OpenPilot was developed by hardware manufacturer Comma, who builds after-market car control hardware that plugs into available connections (CAN and CAN-FD). Comma released OpenPilot as open source software with several important goals:

Comma One Device
  • Expand the OpenPilot training base across more users driving more types of vehicles

  • Leverage a community of end users to expand the base of support across more vehicles and vehicle interfaces

  • Test its wares in the field (the goal of many open source projects)

  • Avoid regulatory and safety requirements by not delivering off-the-shelf products and solutions

That last goal is an interesting one.  Vehicles with ADAS and full self-driving capability produced by the big commercial automakers are subject to stringent oversight by FMVSS, NHTSA and other industry groups and government agencies.  To skirt this requirement, Comma declares

Any user of this software shall indemnify and hold harmless Comma.ai, Inc. and its directors, officers, employees, agents, stockholders, affiliates, subcontractors and customers from and against all allegations, claims, actions, suits, demands, damages, liabilities, obligations, losses, settlements, judgments, costs and expenses (including without limitation attorneys’ fees and costs) which arise out of, relate to or result from any use of this software by user.

THIS IS ALPHA QUALITY SOFTWARE FOR RESEARCH PURPOSES ONLY. THIS IS NOT A PRODUCT. YOU ARE RESPONSIBLE FOR COMPLYING WITH LOCAL LAWS AND REGULATIONS. NO WARRANTY EXPRESSED OR IMPLIED.

It is common for open source licenses to include such a disclaimer (no warranties, etc.).  Moreover, with the end-user also being the integrator, Comma faces a further reduced risk of litigation.

By licensing the OpenPilot training tools and other utilities under liberal MIT and related licenses, Comma enabled a broad swath of individual users and organization to use and even redistribute much this AI-centered project.  The author has encountered other organizations who are exploring special use cases for the OpenPilot platform, such as supplying kits to enable older drivers to continue to drive while being monitored (a form of eldercare), and applications for disabled people to be more autonomous (augmentative technology).

The OpenPilot base is more compact than the data sets underlying ChatGPT, and is designed to reside fully on mobile devices (vs. more massive cloud-based training sets).  However, like creators of other AI offerings, Comma is more restrictive in licensing its machine training base – it’s not open source and its use is tied to the purchase of Comma hardware.

Conclusion

AI has applications that span the gamut of human endeavor, from content creation to medical diagnosis to scientific research to robotics to artistic creation to national defense to test automation and beyond.
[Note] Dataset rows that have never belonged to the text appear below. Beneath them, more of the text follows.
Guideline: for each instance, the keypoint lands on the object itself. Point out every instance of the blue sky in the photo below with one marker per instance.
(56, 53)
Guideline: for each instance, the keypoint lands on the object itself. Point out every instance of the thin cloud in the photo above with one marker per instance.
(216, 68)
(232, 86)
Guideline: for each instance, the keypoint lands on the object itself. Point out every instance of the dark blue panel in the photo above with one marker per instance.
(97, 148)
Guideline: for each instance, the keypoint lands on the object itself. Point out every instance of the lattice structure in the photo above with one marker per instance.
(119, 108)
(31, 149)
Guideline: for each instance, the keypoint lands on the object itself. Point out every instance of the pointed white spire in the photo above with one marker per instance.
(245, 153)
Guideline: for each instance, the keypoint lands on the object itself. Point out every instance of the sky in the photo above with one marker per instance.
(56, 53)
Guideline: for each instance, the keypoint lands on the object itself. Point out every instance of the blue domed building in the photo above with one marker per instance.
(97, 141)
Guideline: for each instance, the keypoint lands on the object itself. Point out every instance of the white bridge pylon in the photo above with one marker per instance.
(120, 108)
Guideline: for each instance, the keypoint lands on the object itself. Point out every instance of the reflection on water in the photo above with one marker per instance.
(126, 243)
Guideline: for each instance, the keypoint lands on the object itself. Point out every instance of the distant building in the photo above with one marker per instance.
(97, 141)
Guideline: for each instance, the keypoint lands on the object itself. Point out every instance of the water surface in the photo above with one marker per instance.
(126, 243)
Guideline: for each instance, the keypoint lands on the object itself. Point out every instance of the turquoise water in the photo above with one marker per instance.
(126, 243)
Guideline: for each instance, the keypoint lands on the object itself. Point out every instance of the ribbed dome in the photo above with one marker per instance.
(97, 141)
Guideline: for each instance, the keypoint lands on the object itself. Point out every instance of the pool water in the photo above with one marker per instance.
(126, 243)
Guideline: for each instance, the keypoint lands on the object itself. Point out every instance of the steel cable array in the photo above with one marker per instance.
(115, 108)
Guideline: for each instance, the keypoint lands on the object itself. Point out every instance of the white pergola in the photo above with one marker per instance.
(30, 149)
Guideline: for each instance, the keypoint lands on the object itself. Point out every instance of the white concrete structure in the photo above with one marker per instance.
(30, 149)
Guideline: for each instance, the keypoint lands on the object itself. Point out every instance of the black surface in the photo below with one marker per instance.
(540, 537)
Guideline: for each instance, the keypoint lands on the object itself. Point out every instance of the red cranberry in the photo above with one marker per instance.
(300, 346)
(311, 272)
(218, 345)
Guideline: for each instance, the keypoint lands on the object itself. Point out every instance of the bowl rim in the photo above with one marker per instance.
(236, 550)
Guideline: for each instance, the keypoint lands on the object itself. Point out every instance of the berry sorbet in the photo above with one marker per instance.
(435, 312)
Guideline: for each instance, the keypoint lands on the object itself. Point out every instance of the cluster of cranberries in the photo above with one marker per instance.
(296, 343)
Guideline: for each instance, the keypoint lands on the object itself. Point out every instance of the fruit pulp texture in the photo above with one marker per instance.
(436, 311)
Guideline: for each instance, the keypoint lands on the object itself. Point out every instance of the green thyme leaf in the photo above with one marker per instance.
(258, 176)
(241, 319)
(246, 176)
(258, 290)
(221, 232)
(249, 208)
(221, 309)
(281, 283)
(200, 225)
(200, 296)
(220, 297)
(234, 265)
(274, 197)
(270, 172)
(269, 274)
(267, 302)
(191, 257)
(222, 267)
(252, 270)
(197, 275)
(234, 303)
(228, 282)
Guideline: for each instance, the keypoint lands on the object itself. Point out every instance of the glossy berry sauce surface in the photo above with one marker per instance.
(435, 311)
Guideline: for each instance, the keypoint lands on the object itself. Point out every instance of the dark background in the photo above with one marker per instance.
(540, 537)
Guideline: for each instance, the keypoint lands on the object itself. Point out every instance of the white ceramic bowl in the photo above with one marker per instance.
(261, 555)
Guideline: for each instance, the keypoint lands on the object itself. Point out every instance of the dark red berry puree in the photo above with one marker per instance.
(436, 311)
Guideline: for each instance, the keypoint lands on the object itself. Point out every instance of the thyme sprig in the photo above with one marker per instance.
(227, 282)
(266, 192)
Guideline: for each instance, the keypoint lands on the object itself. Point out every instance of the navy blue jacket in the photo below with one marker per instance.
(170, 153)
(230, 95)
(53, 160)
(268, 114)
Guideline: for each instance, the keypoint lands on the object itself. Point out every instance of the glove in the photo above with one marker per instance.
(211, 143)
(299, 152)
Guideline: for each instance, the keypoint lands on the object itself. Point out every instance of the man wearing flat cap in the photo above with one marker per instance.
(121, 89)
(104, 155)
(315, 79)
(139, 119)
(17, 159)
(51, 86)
Offering key components and even whole platforms as open source software has the potential to make AI applications even more ubiquitous and easier to repurpose, integrate and deploy. But given that the greatest value to an AI platform derives from training via machine learning, open source AI is not a “free beer” panacea: extracting value from AI still requires substantial investments in integration effort, training and often commercial licensing of the “intelligence” that drives it.